How to prevent a computerized product data mess?

How to prevent a computerized product data mess?

Data is taking a central stage in everything that businesses do these days. You can hear about digital strategies and digital transformation every day today. So, let’s bring computers and solve the problem of data mess. Not so fast. For most companies, bringing computers actually ends up with not solving a problem, but creating a computerized mess. How to prevent it and what indicators will tell you that you’re moving from data mess to computerized data mess? I’m continuously hearing top managers, engineers, procurement, and other departments of manufacturing companies speaking with growing concerns about the data and their ability to perform their work. According to many people, I’m talking continuously, here are 5 concerns they have about the data.

5 Indicators of Product Data Mess

1– One Crucial Spreadsheet. There is one important spreadsheet that collects a very important set of information that is critical for many people and represents centralized storage of data about products. This data is managed by multiple people and departments. The data can be outdated quickly if it is not updated. At the same time, updating this data manually requires too much time and effort. You hope this Excel will be secured with the top priority.

2- Data Traceability Mess. Each project is represented by an Excel file that includes components, assemblies, and corresponding data such as quantity, suppliers, cost, and other information. The person who created it is your data mastermind (or Chief Excel Officer), but there is no easy way to trace data relationships back to the original – design data, additional materials, type of information cost, suppliers. You hope the questions about traceability won’t be asked every, because they are hard to answer.

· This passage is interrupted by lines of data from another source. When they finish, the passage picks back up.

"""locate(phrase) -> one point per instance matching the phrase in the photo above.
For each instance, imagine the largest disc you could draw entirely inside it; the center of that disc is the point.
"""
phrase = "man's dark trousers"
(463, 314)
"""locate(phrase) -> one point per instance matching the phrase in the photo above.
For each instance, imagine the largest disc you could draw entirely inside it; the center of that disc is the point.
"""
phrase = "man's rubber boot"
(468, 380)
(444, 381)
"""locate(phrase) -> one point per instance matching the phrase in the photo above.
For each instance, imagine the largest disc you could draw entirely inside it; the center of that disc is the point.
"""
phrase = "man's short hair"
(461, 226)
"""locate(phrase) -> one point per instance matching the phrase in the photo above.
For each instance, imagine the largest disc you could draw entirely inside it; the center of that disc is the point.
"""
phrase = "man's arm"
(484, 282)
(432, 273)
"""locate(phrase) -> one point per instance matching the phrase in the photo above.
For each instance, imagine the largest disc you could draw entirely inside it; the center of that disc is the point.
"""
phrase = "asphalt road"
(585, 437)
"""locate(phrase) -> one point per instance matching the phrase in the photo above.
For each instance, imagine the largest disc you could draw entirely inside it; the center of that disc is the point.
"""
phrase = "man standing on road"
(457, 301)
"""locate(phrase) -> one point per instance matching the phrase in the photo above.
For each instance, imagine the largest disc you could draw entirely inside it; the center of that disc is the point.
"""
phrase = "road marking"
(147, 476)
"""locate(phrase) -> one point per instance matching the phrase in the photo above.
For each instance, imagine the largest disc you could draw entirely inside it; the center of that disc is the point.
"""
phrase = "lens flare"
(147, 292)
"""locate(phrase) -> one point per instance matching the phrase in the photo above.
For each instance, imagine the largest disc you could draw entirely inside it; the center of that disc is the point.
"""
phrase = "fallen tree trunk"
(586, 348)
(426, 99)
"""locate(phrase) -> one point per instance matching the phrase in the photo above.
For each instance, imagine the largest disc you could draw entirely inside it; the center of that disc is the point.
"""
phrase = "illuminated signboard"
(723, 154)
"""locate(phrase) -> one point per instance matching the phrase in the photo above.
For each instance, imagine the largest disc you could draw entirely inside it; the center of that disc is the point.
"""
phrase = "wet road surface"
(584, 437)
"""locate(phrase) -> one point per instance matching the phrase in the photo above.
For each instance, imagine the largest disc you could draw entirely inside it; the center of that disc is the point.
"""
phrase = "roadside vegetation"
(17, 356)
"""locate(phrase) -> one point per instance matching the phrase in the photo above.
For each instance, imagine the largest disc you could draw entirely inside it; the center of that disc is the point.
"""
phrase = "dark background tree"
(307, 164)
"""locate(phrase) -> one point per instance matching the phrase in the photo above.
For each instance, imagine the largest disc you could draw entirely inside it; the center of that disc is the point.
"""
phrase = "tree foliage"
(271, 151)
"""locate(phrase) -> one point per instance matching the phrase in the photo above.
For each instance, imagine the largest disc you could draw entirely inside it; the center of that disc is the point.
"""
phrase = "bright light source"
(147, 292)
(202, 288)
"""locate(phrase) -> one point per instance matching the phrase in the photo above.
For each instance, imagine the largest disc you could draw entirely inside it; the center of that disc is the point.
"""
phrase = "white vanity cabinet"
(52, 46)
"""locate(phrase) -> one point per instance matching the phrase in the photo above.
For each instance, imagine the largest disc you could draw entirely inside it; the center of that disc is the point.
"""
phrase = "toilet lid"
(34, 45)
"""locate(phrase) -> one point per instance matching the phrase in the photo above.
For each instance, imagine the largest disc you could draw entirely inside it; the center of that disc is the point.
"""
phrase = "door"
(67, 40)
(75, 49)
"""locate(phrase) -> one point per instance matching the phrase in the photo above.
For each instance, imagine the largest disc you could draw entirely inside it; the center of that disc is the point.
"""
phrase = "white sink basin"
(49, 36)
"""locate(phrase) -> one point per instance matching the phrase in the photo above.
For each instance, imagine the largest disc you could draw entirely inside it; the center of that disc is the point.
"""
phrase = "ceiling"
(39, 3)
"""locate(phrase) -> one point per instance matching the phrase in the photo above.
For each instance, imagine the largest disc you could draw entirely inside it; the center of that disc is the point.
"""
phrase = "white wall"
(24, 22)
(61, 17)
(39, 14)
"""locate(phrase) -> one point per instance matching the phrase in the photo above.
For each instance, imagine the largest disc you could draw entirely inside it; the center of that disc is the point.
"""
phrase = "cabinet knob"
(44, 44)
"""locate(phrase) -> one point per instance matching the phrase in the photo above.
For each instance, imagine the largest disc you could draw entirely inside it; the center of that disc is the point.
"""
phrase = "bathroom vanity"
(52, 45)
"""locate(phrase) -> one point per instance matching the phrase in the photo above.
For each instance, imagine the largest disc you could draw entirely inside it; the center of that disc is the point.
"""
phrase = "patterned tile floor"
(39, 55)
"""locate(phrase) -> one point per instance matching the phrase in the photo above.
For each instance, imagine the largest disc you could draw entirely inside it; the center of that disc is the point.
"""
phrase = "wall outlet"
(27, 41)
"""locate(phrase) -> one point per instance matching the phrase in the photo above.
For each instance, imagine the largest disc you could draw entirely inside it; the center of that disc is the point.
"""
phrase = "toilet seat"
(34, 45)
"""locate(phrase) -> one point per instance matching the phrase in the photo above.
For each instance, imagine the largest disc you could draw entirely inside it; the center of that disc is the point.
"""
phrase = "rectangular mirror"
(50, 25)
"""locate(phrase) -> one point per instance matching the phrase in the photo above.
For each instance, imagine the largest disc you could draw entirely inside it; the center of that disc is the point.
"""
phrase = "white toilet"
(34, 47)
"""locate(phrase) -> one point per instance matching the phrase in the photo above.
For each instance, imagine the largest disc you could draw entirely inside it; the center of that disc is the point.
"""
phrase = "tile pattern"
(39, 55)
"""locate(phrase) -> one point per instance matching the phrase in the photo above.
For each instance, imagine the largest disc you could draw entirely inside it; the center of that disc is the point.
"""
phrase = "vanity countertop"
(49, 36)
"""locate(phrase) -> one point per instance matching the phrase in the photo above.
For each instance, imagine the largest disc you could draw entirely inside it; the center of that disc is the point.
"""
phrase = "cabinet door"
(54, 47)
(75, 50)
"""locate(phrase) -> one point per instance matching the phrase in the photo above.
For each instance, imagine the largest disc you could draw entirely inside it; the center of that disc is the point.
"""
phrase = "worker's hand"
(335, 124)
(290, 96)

3- Parts, components, materials are listed multiple times differently in multiple Excels. The data identification is a mess. You might have multiple projects Excels with the same components named differently. The data was entered by different people at different times. Each Excel by itself is important because it represents a critical piece of product data, suppliers data, cost, and other information. However, the task of consolidating these multiple Excels together is overwhelming, so you continue to go into this vicious cycle again and again.  

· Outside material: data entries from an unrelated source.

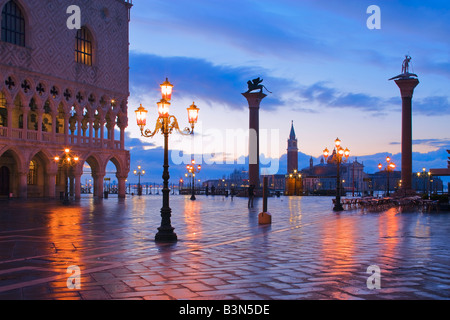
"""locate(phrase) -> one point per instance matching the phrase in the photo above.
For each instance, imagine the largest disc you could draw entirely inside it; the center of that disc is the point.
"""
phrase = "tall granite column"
(254, 100)
(407, 86)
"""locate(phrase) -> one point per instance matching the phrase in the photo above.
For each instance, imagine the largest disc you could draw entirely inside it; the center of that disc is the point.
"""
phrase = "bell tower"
(292, 151)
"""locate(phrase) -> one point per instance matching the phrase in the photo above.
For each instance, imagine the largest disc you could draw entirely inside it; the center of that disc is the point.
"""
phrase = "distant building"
(443, 172)
(293, 185)
(292, 151)
(321, 178)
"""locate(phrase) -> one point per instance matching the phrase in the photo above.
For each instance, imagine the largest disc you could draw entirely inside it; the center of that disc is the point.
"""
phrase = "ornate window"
(83, 48)
(13, 24)
(32, 173)
(3, 111)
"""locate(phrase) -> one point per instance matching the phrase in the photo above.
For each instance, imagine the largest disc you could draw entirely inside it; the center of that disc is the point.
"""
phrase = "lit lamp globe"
(326, 153)
(193, 114)
(346, 152)
(163, 108)
(337, 143)
(166, 90)
(141, 117)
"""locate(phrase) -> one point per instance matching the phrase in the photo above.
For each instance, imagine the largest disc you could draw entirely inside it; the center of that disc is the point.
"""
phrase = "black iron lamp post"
(192, 171)
(389, 167)
(139, 172)
(67, 161)
(339, 158)
(165, 124)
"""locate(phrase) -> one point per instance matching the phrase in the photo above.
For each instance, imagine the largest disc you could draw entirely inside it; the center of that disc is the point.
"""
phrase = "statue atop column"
(255, 84)
(405, 70)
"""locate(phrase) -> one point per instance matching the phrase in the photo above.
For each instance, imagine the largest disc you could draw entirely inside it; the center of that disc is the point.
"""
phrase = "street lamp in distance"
(341, 153)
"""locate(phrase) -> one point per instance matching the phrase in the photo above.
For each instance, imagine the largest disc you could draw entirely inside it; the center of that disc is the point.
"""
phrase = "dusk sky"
(327, 71)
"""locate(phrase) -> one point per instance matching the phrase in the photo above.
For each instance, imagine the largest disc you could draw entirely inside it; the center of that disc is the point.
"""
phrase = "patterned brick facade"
(49, 102)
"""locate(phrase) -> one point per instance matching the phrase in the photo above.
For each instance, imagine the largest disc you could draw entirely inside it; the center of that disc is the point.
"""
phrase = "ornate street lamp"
(426, 176)
(165, 124)
(139, 173)
(295, 177)
(389, 167)
(192, 171)
(66, 161)
(340, 155)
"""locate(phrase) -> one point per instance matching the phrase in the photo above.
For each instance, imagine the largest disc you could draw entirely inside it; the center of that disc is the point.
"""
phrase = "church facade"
(60, 89)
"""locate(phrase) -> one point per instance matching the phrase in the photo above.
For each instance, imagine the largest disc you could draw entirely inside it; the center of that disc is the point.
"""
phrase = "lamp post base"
(166, 235)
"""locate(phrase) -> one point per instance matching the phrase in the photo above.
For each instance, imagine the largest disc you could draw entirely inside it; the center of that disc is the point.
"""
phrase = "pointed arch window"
(13, 24)
(83, 48)
(32, 173)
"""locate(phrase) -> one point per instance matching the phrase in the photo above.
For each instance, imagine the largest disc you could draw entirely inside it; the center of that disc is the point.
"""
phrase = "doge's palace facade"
(62, 88)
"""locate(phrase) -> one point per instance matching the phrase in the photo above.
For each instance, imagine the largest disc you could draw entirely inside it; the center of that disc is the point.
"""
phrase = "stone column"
(50, 185)
(407, 89)
(122, 187)
(122, 138)
(254, 100)
(91, 131)
(23, 185)
(79, 130)
(66, 128)
(9, 108)
(102, 134)
(25, 123)
(78, 186)
(54, 124)
(40, 116)
(98, 184)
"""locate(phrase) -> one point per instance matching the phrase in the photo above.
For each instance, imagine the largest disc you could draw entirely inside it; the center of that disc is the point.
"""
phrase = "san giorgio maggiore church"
(60, 89)
(320, 178)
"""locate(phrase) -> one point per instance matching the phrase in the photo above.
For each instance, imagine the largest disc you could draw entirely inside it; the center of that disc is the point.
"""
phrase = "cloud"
(330, 97)
(196, 78)
(436, 143)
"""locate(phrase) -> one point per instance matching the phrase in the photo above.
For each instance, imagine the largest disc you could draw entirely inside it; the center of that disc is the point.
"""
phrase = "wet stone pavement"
(308, 252)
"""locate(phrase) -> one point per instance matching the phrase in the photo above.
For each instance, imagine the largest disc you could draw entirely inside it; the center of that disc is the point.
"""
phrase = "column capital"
(254, 98)
(407, 86)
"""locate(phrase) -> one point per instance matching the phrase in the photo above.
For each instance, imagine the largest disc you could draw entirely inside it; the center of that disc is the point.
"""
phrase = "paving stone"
(319, 255)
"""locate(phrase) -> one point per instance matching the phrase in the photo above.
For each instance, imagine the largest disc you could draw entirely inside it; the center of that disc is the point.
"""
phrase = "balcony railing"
(58, 138)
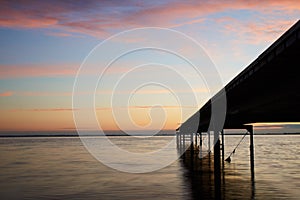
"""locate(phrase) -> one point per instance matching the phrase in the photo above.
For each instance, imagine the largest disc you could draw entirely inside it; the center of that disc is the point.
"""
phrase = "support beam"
(222, 133)
(217, 165)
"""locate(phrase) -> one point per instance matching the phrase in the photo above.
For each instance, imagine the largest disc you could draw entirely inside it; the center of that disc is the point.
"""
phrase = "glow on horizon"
(42, 49)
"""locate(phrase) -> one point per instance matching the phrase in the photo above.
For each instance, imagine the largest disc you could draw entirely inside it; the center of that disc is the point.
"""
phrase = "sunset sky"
(43, 44)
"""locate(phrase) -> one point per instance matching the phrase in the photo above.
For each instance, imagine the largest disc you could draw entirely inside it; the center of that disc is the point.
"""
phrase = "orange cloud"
(16, 71)
(93, 18)
(6, 94)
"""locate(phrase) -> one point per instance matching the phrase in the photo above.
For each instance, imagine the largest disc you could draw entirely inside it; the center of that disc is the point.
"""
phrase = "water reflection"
(203, 181)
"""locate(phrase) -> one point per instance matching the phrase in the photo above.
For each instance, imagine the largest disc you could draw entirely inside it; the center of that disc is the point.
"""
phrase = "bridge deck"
(268, 90)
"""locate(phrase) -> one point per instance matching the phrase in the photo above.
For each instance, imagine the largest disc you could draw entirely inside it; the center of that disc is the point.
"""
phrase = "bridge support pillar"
(250, 129)
(223, 150)
(217, 165)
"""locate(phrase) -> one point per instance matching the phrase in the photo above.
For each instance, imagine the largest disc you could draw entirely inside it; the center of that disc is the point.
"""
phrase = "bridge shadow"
(199, 176)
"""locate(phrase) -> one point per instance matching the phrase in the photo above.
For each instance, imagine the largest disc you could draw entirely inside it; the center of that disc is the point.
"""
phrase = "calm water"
(61, 168)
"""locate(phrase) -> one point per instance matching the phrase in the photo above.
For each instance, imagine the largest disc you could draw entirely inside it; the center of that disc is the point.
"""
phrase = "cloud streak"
(102, 18)
(6, 94)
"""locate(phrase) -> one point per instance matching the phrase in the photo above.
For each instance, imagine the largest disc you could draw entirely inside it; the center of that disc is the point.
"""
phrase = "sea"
(61, 167)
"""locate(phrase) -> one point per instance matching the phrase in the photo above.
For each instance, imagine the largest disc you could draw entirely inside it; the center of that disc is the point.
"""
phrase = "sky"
(45, 45)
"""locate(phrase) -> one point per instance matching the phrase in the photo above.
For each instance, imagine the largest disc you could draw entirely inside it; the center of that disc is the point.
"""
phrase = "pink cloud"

4- There are no measurable KPIs to quantify product design, cost, suppliers, procurement. It is easy for companies to quantify sales numbers. Most companies’ sales numbers are known. However, to connect this information to product, design, suppliers, cost of materials and other information is not. What was the actual cost of the equipment produced and sold? Such a question can put in a freeze mode an average operational manager in a medium-size manufacturing company with next to impossible probability to get these numbers and connect the cost of actual inventory used to build a product to sales cost.

5- IT reports are always late and irrelevant when delivered. Company effort to collect information from multiple places is hugely underestimated. It is very common to take multiple weeks to produce an actual project cost report, monthly analytics takes 30 days to produce and the impact of lead time change on supplied materials takes longer than lead time itself.

 Where is THE button?

When companies are coming to me with such a level of problems, I ask them about what is the plan to make a change? Unfortunately, for many companies, this is quickly becoming the hardest moment. They don’t know. Companies live in such a mess, but they use TLAs way of silo thinking about finding a solution. Unfortunately, many of the companies are thinking about how to import all Excel data in some magical system that will solve all problems and also looking for a button that is supposed to be called – “Make all work”.  Unfortunately, both methods are not very helpful.

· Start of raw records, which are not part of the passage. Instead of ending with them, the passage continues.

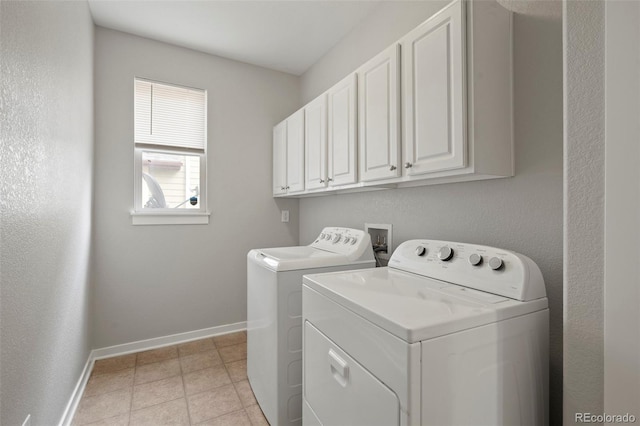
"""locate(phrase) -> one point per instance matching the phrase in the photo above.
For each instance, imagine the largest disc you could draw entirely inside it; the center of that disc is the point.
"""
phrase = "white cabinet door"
(295, 152)
(378, 116)
(433, 94)
(315, 142)
(342, 132)
(280, 159)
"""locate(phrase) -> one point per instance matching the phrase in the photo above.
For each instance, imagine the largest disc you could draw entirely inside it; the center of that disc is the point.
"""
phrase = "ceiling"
(287, 36)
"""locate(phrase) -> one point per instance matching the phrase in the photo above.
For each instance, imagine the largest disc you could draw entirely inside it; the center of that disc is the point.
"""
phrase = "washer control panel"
(342, 240)
(484, 268)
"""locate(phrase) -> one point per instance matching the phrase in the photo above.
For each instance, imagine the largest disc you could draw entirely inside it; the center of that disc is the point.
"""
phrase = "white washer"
(274, 314)
(448, 334)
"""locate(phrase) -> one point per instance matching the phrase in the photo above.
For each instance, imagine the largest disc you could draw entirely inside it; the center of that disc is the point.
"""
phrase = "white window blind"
(169, 115)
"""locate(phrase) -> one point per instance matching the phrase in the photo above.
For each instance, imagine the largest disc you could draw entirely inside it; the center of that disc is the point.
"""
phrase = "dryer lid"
(413, 307)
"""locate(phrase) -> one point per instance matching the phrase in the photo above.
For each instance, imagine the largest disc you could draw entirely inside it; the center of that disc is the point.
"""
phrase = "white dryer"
(274, 314)
(448, 334)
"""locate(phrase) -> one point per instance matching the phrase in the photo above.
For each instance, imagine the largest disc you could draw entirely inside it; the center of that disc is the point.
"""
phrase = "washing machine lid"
(413, 307)
(335, 246)
(300, 257)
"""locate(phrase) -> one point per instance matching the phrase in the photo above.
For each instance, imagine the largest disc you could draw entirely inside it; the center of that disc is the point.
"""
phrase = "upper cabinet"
(280, 159)
(379, 116)
(288, 155)
(343, 158)
(435, 107)
(457, 95)
(434, 98)
(315, 143)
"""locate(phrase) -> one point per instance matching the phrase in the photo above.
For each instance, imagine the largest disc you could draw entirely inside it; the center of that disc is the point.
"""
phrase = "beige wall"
(153, 281)
(523, 213)
(46, 172)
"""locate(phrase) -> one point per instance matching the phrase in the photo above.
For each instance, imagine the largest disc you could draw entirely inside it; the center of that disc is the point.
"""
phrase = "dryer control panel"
(483, 268)
(345, 241)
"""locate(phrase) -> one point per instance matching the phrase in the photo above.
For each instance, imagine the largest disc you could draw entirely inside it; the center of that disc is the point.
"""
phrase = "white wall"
(622, 210)
(584, 208)
(46, 168)
(153, 281)
(523, 213)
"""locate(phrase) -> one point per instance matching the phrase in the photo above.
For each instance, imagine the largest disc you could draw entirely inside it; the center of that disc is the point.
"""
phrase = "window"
(170, 145)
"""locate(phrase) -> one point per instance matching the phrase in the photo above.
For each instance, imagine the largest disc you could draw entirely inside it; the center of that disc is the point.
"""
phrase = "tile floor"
(197, 383)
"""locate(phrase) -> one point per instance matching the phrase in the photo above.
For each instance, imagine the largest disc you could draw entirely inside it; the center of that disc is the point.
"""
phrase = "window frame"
(169, 216)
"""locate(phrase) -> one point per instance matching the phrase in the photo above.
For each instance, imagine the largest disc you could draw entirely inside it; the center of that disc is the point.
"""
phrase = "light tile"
(109, 382)
(109, 365)
(169, 413)
(245, 393)
(157, 371)
(120, 420)
(200, 361)
(233, 352)
(209, 378)
(157, 355)
(239, 418)
(255, 415)
(230, 339)
(196, 346)
(214, 403)
(157, 392)
(237, 370)
(94, 408)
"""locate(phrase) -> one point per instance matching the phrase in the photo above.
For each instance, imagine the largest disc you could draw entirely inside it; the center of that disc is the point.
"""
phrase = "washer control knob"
(475, 259)
(495, 263)
(445, 253)
(421, 250)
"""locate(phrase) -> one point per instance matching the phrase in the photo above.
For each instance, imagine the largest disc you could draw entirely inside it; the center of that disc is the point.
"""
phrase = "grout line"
(181, 375)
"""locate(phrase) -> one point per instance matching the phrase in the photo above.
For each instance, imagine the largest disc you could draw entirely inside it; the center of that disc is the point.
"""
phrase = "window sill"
(169, 218)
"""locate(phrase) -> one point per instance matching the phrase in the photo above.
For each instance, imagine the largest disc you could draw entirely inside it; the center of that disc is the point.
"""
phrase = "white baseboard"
(173, 339)
(133, 347)
(72, 405)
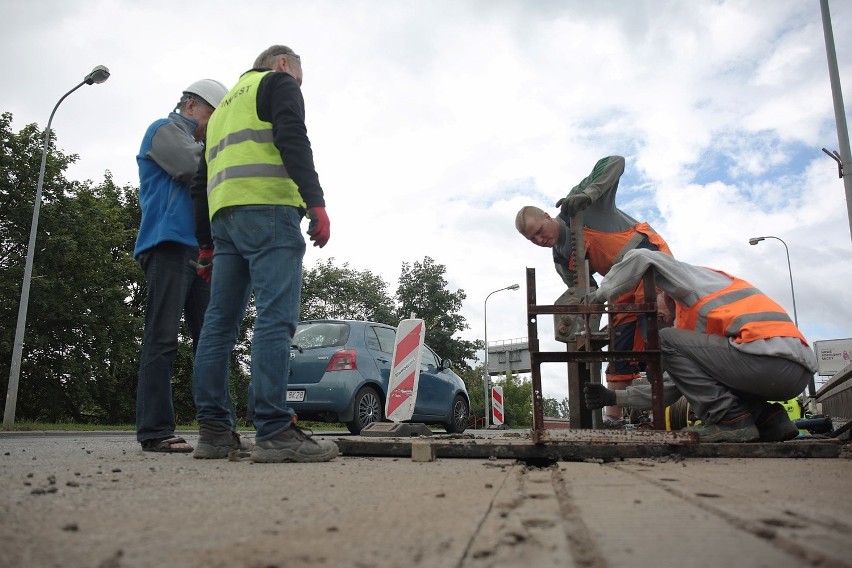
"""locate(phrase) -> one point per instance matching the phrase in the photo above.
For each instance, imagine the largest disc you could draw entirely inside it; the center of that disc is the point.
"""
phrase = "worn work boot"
(216, 441)
(293, 445)
(739, 429)
(774, 424)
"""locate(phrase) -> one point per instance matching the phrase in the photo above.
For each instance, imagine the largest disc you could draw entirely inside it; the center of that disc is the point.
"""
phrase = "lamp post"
(486, 376)
(754, 241)
(98, 75)
(844, 157)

Data Strategy and How to Make a Change?

The change is hard and when it comes to the data mess, it is even harder. There is no other way than to make your hands “dirty” with the data and start cleaning your data records and eliminate the mess. But, things should not look too gloomy if you apply a structured process that can help you separate tasks and make changes by stages. Here are 3 important steps to make:

1- Think about data identification first. For many companies, it starts from Part Numbers. Once you know how you identify what you use, life will be much easier for you, because ABC-123, will mean only one thing.

2- Focus on a centralized catalog (Item database) of every material, component, assemblies, part you use and how you collect information about each item and establish the process of new item creations and re-use. New Part Numbers are expensive, especially when they apply to already existing items.

3- Prioritize data sharing and re-use. To have updated information trumps everything else. Knowing that you work “on the same BOM” can solve thousands of problems you will have otherwise.

What is my conclusion?

Don’t bring computers in your messy data? You will end up in a bigger mess. Spreadsheets are quick to create but terrible to share, update and manage. Bringing all your data into a spreadsheet can give you a false sense of ownership, structure, and protection, but will not solve the fundamental problem – data identification. reuse and sharing. Focus on these three priorities and build a roadmap to get out of the data mess. Just my thoughts…

Best, Oleg

Disclaimer: I’m co-founder and CEO of OpenBOM developing a digital network-based platform that manages product data and connects manufacturers, construction companies, and their supply chain networksMy opinion can be unintentionally biased.